Das Übel heißt Englisch. Sprachpuristen und Heimatschützer ziehen in den Kampf gegen die angelsächsische Sprachglobalisierung. Mit jedem Anglizismus, der in ihre Muttersprache kriecht, werden sie zu noch feurigeren Antiimperialisten. Auch andere Eroberer stehen in der Kritik: Arabisch, Russisch, Mandarin.

Im Lamento um Verhunzung und Verdrängung wird allerdings oft vergessen, dass eine Sprache reifen kann, ohne dass ihr Charakter verdorben wird. Was wäre das Französische ohne bistrot, einen Import aus dem Russischen?
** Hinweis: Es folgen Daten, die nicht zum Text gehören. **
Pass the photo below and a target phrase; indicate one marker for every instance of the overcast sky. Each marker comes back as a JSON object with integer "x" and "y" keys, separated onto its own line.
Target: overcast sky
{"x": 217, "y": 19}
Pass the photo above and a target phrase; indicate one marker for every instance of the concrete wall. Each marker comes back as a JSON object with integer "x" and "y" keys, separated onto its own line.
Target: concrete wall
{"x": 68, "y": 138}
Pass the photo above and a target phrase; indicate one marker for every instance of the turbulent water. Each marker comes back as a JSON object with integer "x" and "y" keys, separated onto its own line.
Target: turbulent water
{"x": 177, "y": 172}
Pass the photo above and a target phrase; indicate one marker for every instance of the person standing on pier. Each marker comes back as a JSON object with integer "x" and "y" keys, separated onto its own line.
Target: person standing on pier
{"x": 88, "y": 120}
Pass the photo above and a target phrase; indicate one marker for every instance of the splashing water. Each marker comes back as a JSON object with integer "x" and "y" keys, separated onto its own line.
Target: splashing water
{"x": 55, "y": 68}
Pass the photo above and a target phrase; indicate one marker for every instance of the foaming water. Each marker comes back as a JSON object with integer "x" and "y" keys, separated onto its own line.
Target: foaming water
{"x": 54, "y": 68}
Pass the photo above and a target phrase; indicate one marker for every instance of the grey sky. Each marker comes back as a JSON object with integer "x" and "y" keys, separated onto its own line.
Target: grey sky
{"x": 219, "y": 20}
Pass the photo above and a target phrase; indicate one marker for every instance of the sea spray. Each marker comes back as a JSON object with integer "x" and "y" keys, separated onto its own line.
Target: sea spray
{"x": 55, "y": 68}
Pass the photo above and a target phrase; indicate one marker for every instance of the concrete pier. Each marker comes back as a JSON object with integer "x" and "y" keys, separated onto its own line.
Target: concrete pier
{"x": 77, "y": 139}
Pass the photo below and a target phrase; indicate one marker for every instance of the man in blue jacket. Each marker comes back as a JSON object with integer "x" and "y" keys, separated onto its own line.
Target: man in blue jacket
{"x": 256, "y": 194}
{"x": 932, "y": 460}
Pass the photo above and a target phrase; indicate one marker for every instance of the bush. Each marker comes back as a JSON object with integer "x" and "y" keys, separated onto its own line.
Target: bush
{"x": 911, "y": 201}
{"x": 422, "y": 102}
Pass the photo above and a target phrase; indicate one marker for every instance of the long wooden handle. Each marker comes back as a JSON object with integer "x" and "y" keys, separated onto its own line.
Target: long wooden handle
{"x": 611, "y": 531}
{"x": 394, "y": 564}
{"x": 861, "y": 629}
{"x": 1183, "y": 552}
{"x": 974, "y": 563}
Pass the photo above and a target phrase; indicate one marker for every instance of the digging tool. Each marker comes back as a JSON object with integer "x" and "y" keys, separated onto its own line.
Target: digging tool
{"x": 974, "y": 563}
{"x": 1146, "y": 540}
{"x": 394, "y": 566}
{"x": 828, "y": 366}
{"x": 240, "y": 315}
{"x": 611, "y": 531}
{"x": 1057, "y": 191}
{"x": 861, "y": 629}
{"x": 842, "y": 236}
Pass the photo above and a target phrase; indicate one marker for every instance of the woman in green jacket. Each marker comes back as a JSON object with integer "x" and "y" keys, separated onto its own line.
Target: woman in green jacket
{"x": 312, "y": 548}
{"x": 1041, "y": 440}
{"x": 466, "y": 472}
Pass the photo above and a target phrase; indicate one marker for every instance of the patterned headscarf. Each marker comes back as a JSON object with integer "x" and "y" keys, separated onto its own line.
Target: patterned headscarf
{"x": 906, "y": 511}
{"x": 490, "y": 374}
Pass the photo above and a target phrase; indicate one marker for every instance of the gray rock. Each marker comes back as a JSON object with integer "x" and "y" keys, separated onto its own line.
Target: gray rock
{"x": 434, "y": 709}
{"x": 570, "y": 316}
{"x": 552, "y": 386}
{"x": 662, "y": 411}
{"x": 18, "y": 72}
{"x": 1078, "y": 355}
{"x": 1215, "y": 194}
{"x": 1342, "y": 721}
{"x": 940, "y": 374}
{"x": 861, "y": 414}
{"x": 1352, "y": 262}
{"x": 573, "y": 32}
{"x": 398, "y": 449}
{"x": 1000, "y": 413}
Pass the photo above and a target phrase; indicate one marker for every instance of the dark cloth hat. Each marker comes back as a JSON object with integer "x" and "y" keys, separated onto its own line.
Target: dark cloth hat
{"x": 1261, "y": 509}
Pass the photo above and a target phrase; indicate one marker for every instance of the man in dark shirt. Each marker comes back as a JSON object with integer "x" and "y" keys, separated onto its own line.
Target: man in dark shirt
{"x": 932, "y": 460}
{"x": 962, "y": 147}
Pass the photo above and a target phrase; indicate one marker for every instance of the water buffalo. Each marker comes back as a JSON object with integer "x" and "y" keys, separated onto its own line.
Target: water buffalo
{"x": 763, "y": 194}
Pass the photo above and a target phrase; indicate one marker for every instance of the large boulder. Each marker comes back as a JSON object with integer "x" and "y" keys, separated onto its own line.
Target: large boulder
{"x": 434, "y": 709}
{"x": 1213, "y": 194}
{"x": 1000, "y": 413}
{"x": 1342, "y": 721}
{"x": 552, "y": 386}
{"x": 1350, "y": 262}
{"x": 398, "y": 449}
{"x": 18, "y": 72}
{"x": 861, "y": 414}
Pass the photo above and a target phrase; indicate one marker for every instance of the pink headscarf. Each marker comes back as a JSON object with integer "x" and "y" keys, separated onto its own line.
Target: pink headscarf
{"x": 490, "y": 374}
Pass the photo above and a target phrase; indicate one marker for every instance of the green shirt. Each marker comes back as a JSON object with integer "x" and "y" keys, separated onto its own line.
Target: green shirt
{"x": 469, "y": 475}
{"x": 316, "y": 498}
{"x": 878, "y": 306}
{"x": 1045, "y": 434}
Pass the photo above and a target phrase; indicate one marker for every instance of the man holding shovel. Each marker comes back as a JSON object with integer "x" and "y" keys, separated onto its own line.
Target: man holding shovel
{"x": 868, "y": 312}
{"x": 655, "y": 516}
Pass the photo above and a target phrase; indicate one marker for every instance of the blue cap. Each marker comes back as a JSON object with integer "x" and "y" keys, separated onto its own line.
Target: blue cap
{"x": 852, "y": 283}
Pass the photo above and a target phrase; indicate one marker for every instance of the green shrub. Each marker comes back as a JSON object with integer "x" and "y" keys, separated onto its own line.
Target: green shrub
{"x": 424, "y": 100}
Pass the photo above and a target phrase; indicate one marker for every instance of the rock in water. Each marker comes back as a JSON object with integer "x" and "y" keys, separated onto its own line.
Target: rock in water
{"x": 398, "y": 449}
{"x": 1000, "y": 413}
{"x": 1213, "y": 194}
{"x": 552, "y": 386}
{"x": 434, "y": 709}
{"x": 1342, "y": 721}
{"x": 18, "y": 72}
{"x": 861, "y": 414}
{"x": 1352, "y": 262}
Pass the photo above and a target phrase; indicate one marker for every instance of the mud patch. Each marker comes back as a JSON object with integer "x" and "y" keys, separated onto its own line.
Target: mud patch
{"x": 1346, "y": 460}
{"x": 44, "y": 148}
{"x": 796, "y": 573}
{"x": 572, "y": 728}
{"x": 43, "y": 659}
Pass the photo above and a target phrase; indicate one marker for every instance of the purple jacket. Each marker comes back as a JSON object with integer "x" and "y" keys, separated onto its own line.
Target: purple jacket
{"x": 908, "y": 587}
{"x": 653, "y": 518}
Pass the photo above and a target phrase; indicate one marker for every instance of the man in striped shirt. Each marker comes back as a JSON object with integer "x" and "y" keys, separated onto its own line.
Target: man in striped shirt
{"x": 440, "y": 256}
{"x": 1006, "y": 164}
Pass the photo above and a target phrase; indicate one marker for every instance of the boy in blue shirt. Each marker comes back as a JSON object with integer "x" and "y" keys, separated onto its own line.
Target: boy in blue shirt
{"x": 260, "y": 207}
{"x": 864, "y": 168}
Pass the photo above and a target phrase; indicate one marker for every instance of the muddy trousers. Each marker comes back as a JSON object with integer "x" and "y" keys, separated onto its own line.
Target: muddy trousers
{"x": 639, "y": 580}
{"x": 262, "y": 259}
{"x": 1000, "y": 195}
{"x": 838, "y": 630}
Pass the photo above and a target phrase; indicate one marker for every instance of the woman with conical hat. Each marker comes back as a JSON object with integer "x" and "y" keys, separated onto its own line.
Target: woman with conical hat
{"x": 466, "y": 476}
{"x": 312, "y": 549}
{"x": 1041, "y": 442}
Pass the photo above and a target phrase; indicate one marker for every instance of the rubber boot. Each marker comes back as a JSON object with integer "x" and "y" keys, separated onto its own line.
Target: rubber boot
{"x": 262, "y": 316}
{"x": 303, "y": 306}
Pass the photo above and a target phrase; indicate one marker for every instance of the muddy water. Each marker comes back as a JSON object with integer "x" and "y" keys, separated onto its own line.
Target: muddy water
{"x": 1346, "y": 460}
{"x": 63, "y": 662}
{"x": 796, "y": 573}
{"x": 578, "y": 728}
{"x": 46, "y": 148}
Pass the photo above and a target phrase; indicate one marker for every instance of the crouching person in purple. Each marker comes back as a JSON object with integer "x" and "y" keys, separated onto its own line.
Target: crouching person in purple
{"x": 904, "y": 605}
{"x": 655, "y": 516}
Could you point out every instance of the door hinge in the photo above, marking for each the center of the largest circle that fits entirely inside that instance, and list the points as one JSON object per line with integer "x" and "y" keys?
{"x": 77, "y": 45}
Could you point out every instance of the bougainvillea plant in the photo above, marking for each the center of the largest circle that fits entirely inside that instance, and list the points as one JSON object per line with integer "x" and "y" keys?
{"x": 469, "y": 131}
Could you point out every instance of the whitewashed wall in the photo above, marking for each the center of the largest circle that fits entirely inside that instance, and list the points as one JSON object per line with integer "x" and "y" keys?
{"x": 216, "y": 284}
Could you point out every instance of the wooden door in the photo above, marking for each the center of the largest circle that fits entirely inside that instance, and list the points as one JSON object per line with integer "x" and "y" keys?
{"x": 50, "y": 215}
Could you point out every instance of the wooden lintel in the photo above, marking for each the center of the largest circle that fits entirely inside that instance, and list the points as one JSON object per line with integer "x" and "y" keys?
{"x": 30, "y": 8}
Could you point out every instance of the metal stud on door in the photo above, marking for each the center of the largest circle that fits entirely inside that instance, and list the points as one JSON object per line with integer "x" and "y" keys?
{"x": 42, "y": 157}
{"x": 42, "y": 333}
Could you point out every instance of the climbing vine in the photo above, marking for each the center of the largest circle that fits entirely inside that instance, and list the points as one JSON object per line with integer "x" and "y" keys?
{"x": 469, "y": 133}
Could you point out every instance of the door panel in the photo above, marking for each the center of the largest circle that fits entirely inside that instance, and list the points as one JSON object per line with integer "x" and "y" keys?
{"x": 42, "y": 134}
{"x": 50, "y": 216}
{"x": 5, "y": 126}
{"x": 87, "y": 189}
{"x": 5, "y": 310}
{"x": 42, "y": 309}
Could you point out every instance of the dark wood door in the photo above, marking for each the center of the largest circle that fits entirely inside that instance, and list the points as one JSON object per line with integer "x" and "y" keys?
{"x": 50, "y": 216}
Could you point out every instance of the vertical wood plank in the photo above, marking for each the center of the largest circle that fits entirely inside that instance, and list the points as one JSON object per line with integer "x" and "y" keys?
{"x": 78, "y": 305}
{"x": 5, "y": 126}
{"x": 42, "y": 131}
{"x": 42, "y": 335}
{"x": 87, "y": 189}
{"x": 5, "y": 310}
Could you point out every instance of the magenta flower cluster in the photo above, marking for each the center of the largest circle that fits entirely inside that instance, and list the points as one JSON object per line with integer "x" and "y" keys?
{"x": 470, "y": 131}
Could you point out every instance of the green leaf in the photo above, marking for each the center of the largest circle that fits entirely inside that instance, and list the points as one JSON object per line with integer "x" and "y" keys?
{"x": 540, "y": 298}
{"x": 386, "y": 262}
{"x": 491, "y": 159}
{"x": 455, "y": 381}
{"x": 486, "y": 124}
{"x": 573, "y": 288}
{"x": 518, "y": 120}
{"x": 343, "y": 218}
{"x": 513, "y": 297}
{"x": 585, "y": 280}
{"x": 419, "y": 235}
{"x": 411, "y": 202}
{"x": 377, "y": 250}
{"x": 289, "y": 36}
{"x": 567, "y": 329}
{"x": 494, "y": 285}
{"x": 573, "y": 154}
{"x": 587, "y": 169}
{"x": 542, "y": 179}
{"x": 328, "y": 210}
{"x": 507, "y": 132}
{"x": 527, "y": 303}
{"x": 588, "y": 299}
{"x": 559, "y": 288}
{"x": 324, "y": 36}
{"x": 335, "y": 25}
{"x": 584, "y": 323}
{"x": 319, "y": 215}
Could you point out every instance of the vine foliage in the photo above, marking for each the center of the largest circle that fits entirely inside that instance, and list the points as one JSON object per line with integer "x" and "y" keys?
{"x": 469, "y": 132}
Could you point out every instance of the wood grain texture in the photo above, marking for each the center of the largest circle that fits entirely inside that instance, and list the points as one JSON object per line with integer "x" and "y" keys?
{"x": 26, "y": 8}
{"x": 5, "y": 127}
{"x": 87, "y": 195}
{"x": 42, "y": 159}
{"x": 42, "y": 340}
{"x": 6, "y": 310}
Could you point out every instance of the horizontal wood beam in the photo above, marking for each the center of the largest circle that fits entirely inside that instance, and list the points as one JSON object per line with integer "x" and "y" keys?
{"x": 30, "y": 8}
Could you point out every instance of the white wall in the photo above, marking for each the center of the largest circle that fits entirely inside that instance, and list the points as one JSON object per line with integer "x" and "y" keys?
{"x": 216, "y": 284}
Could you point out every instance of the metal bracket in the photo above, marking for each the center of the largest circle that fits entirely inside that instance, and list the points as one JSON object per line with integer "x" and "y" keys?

Was wäre Deutsch ohne Pyjama? Man sollte einer Sprache Leben zugestehen. Und zum Leben gehört bekanntlich der Tod.

Doch jeder Wegfall eines Dialekts wird beweint wie das Sterben einer Kreatur.

Am lautesten, wenn die Unesco, wie vergangene Woche, ihren Atlas der bedrohten Sprachen samt "alarmierendem Befund" veröffentlicht, wonach die meisten der 6000 Idiome bedroht sind. Dann kommen Menschen zu Wort, mit denen keiner mehr sprechen kann. In den Inuitsprachen Eyak und Sirenikski können sich gerade noch je zwei miteinander verständigen. Fünfzig Idiome werden gar nur noch in Selbstgesprächen verstanden. Zum Beispiel Kurisch.